Днем в «Х-Рояль», чай с докторессой. Затем у Валентинера на набережной Вольтера. Старинный лифт, поднимающийся на тяговом механизме, издающем жалобные звуки, внушил нам страх. В мансарде мы увидели несколько комнатушек со старой мебелью и книги, разбросанные на столе и кресле. Их владелец встретил нас в довольно небрежной штатской одежде. Как только ему позволяет время, он отправляется в эту келью и вместе с внешностью меняет существование, проводя время в чтении, созерцании или с друзьями. Способ, каким ему это удается, говорит о его свободе и фантазии.
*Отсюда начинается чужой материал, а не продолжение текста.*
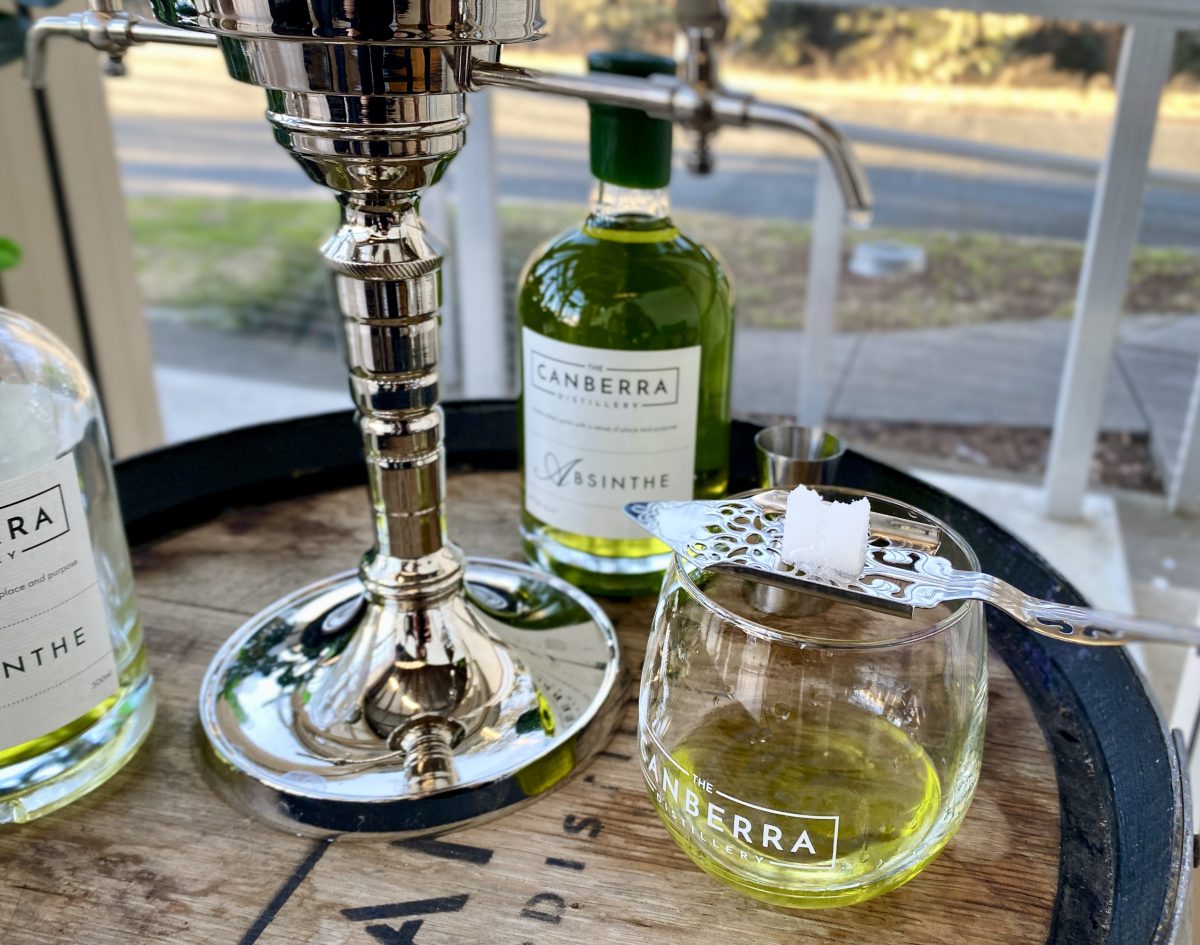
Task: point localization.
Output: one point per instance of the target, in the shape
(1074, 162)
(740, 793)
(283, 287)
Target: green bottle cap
(628, 146)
Все это напомнило Кокто первую мировую войну, когда он проводил время подобным же образом. Мы неплохо поговорили в этом гнездышке, глядя при этом поверх старых крыш на Сен-Жермен-де-Пре.


Париж, 10 февраля 1942

Вечером у Ностицев, площадь Пале-Бурбон, Среди гостей я обратил внимание на молодого графа Кайзерлинга, хотя за весь вечер он не сказал ни слова. Как кошка пролежал он, вытянувшись в кресле, то ли страдая, то ли погруженный в приятные мечты. Представители старых родов даже и в самом интеллектуальном обществе все еще сохраняют уверенность и элегантность поведения.


Париж, 12 февраля 1942

В полдень прогулка по авеню Терн. После стольких суровых недель сияние весны впервые оживило город, хотя черный, слежавшийся снег еще лежал на земле. Я ощущал нервозность, возбуждение и раздражение, как это часто бывает в начале весны.
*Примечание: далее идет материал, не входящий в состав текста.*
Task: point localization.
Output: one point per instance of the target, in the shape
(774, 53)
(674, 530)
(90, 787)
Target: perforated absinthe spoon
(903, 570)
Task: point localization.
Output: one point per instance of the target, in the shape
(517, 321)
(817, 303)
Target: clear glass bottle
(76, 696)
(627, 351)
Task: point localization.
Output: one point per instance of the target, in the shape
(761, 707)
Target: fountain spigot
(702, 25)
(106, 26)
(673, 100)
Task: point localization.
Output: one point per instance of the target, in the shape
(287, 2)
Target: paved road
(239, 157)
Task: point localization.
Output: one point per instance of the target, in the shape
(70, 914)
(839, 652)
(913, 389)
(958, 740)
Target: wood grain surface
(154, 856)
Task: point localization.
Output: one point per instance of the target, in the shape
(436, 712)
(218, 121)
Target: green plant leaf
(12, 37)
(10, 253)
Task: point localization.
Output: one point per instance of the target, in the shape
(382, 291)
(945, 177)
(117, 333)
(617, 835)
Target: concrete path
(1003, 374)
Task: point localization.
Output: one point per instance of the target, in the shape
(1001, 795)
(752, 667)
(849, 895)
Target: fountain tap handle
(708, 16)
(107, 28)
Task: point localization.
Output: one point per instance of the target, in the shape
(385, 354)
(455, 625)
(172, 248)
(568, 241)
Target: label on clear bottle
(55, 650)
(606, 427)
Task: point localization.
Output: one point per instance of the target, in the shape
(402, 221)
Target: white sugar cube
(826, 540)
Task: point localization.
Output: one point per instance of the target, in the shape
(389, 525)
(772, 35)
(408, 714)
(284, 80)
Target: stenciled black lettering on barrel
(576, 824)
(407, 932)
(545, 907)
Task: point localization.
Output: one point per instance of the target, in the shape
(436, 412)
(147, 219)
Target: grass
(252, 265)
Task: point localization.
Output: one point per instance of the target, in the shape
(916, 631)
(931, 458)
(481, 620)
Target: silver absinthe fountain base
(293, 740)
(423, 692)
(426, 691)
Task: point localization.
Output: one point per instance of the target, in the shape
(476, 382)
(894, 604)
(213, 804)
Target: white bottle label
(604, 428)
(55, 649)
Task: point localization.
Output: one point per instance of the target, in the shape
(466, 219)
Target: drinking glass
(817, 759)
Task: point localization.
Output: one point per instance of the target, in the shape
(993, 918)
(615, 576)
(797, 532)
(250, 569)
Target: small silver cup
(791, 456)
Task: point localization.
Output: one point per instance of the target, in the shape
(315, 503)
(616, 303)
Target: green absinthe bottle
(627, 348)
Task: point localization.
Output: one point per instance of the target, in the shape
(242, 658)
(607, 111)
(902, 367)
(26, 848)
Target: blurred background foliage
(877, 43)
О катастрофах в человеческой жизни: раздавливающее нас тяжелое колесо, выстрел убийцы или просто первого попавшегося нам навстречу. Давно уже копилась в нас взрывчатка, и вот снаружи поднесли огонь. Взрыв исходит из нашего нутра.
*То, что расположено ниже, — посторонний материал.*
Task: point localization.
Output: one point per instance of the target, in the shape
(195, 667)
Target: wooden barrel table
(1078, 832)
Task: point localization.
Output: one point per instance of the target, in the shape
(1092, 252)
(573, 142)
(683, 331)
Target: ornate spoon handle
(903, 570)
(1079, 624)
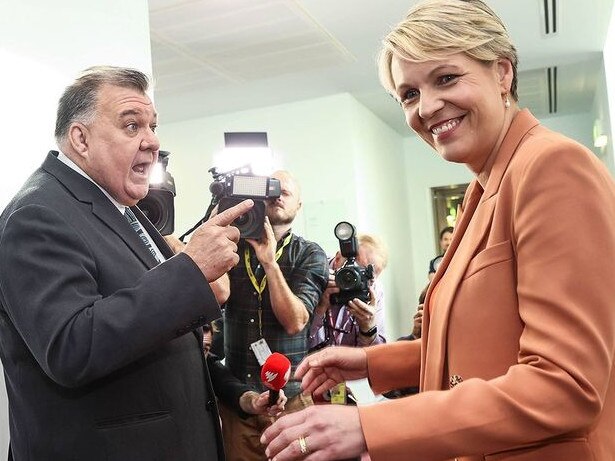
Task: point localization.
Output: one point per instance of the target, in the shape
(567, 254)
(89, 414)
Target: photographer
(274, 289)
(356, 323)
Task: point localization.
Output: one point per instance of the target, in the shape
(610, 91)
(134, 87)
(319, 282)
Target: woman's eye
(409, 96)
(447, 79)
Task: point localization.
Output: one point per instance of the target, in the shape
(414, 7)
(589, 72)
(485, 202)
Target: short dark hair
(448, 229)
(78, 102)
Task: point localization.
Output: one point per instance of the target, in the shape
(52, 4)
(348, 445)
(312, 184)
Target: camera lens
(347, 279)
(241, 220)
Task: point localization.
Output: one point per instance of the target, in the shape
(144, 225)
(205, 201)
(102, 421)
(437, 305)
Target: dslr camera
(230, 188)
(352, 279)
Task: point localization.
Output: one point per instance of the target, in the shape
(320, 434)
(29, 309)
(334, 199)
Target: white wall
(609, 90)
(43, 45)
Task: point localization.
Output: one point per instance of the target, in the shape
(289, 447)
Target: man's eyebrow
(128, 112)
Отсюда множество моих ранений в первую мировую войну. Они отвечали огненному духу, жившему во мне и искавшему выхода, так как он был слишком силен для тела. Отсюда все эти дикие неприятности с буйством, картами и любовью, наносящие душевные раны и ведущие часто к самоубийству. Жизнь сама рвется под дуло пистолета.


Париж, 13 февраля 1942

В «Рафаэле». Майор фон Фосс, в котором подобно серебряной жилке таится отблеск XV века. В нем течет кровь миннезингера, полная былой волшебной силы, легкой и свободной. Тут всегда появляются добрые спутники. Такие встречи — как урок истории.


Париж, 15 февраля 1942

Я навестил докторессу, лежащую с радикулитом. Разговор о человеческом теле, его анатомии в особенности. Она сказала, что раньше, возвращаясь домой из анатомического театра и наглядевшись там на яркокрасную человеческую плоть, ощущала приступы внезапного голода.


Париж, 16 февраля 1942

Андромеда: с царскими дочерьми вроде нее — то же, что и с германскими племенами, которые должны были пережить насилие христианства, перед тем как познали его глубину. Они способны любить, лишь когда их приводят к пропасти в жертву дракону.

Любовь к одной определенной женщине всегда двойственна, ибо она направлена то на общее, свойственное миллионам других, то на принадлежащее только ей одной отличие от всех прочих. Как редко встречается в индивидууме совершенное сочетание того и другого — чаши и вина!


Париж, 17 февраля 1942

Вечером у Кальве в обществе Кокто, Вимера и Пупе, принесшего мне автограф Пруста для моей коллекции. В связи с этим Кокто рассказал о своем общении с Прустом. Тот никогда не давал стирать пыль; она лежала «подобно шиншилле» на всех предметах обстановки. При входе домоправительница спрашивала, нет ли у пришедшего с собой цветов, не пользовался ли он духами и не проводил ли время в обществе надушенной женщины. Его видели чаще всего в постели, но одетым, в желтых перчатках, чтобы не грызть ногти. Он тратил много денег, чтобы в доме не работали ремесленники, чей шум ему мешал. Окна никогда не открывались; ночной столик был заставлен лекарствами, ингаляторами, пульверизаторами. Его рафинированность была не без зловещего оттенка; так, он ходил к мяснику и заставлял показывать «как закалывают теленка».

О плохом стиле. Всего вернее он проявляется в сфере нравственного, например, когда борзописец готов оправдать преступление вроде расстрела заложников. Это режет глаз намного сильнее, чем любой эстетический промах.

В конечном счете, стиль зиждется на справедливости. Только справедливому ведомо, на каких весах следует взвешивать слово или предложение. Именно поэтому мы никогда не видим хороших писателей на стороне дурных дел.